ETOPOSIDE VIATRIS 20 mg/ml, solution à diluer pour perfusion
Classe médicamenteuse
Agents cytostatiques, plantes alkaloïdes et autres produits naturels, dérivés de la podophyllotoxine | code ATC : L01CB01
Composition
Etoposide ............................................................................................................................. 20 mg
Pour 1 ml de solution à diluer.
Excipients : éthanol, alcool benzylique.
Indications thérapeutiques
Cancer testiculaire
ETOPOSIDE VIATRIS est indiqué en association à d’autres agents de chimiothérapie autorisés dans le traitement du cancer testiculaire primaire, récidivant ou réfractaire, chez l’adulte.
Cancer du poumon à petites cellules
ETOPOSIDE VIATRIS est indiqué en association à d’autres agents de chimiothérapie autorisés dans le traitement du cancer du poumon à petites cellules, chez l’adulte.
Lymphome de Hodgkin
ETOPOSIDE VIATRIS est indiqué en association à d’autres agents de chimiothérapie autorisés dans le traitement du lymphome de Hodgkin chez l’adulte et les patients pédiatriques.
Lymphome non-hodgkinien
ETOPOSIDE VIATRIS est indiqué en association à d’autres agents de chimiothérapie autorisés dans le traitement du lymphome non-hodgkinien chez l’adulte et les patients pédiatriques.
Leucémie aiguë myéloïde
ETOPOSIDE VIATRIS est indiqué en association à d’autres agents de chimiothérapie autorisés dans le traitement de la leucémie aiguë myéloïde chez l’adulte et les patients pédiatriques.
Néoplasies trophoblastiques gestationnelles
ETOPOSIDE VIATRIS est indiqué en traitement de première et de seconde intentions en association à d’autres agents de chimiothérapie autorisés pour les néoplasies trophoblastiques gestationnelles à haut risque chez l’adulte.
Cancer de l’ovaire
ETOPOSIDE VIATRIS est indiqué en association à d’autres agents de chimiothérapie autorisés dans le traitement du cancer non épithélial de l’ovaire, chez l’adulte.
ETOPOSIDE VIATRIS est indiqué dans le traitement du cancer épithélial de l’ovaire résistant/réfractaire au platine, chez l’adulte.
Posologie et mode d'administration
ETOPOSIDE VIATRIS doit être administré uniquement sous la supervision d’un médecin qualifié et expérimenté dans l’utilisation des produits médicaux antinéoplasiques (voir rubrique 4.4).
Population adulte
La dose recommandée d’ETOPOSIDE VIATRIS chez l’adulte est de 50 à 100 mg/m2/jour (équivalent étoposide) aux jours 1 à 5 ou de 100 à 120 mg/m2 aux jours 1, 3 et 5 toutes les 3 à 4 semaines, en association à d’autres médicaments indiqués dans la maladie à traiter.
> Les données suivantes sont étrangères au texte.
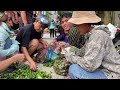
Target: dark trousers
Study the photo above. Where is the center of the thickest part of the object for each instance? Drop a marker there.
(52, 31)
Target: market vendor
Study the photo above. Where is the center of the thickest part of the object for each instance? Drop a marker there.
(30, 39)
(100, 60)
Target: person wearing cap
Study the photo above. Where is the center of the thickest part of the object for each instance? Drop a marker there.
(8, 47)
(70, 34)
(30, 39)
(99, 59)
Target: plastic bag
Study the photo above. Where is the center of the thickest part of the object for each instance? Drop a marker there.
(112, 29)
(52, 55)
(45, 55)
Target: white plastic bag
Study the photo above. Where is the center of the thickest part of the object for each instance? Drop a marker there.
(112, 29)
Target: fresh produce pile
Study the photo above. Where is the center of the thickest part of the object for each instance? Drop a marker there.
(24, 72)
(49, 64)
(61, 67)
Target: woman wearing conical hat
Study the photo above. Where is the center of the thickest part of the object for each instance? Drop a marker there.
(99, 59)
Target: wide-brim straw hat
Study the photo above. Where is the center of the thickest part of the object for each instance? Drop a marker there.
(1, 15)
(81, 17)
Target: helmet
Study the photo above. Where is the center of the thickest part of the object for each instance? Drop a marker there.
(44, 21)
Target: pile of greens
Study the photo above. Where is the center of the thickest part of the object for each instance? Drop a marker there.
(24, 72)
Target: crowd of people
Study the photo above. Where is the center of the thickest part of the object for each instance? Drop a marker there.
(95, 57)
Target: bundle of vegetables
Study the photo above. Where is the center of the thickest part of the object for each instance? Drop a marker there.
(49, 64)
(24, 72)
(61, 67)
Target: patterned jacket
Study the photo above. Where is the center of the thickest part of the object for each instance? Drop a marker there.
(97, 53)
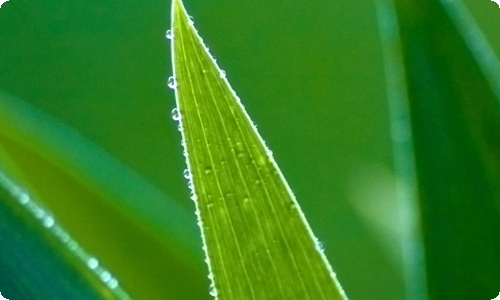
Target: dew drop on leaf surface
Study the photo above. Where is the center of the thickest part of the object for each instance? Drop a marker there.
(175, 114)
(169, 34)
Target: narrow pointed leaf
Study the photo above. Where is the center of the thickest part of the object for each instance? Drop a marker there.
(258, 244)
(453, 84)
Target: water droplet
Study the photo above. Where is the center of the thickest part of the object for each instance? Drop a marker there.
(105, 276)
(92, 263)
(48, 221)
(212, 290)
(170, 34)
(176, 116)
(24, 198)
(39, 213)
(171, 82)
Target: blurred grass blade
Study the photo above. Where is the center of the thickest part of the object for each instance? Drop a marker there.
(412, 251)
(453, 84)
(258, 244)
(136, 230)
(38, 258)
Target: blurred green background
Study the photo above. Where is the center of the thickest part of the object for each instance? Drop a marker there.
(310, 74)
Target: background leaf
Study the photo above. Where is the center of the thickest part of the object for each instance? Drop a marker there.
(312, 74)
(257, 241)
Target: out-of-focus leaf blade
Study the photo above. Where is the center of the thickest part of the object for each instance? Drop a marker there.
(38, 258)
(257, 241)
(453, 83)
(131, 226)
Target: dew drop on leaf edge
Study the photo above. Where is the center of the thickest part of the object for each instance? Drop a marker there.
(171, 82)
(186, 174)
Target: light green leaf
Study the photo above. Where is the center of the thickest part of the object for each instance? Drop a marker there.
(449, 81)
(257, 241)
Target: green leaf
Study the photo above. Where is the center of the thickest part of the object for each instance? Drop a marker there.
(38, 258)
(131, 226)
(257, 241)
(452, 82)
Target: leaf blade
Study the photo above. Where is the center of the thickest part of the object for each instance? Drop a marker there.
(248, 215)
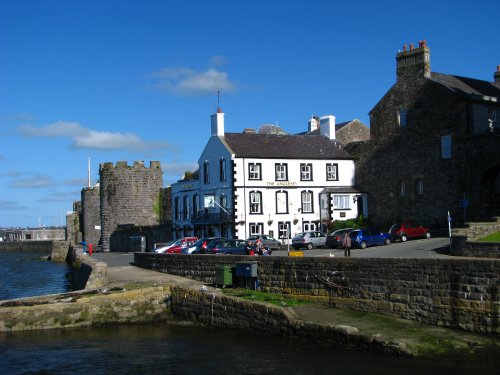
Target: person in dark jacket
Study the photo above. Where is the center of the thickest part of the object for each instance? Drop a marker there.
(346, 244)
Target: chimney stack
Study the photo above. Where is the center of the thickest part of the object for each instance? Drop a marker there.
(217, 121)
(327, 126)
(312, 124)
(415, 62)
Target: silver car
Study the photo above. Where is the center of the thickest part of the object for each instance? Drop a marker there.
(268, 241)
(309, 240)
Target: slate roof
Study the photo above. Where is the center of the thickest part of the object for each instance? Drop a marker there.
(284, 146)
(464, 86)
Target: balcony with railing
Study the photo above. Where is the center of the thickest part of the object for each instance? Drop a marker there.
(220, 217)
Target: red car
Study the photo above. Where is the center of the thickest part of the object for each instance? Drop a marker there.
(181, 244)
(408, 230)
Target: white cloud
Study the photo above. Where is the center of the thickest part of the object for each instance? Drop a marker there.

La posologie doit être modifiée pour tenir compte des effets myélosuppresseurs des autres médicaments de l’association ou des effets des radiothérapies ou chimiothérapies antérieures (voir rubrique 4.4), qui peuvent avoir compromis les réserves médullaires. Au-delà de la dose initiale, les doses doivent être ajustées si la numération des neutrophiles est inférieure à 500 cellules/mm3 pendant plus de 5 jours. En outre, la dose doit être ajustée en cas d’apparition de fièvre, d’infection, ou en présence d’une numération thrombocytaire inférieure à 25 000 cellules/mm3, qui n’est pas due à la maladie. Les doses de suivi doivent être ajustées en cas de toxicités de grade 3 ou 4 ou si la clairance rénale de la créatinine est inférieure à 50 ml/min. En présence d’une clairance de la créatinine basse, de 15 à 50 ml/min, une diminution de la dose de 25 % est recommandée.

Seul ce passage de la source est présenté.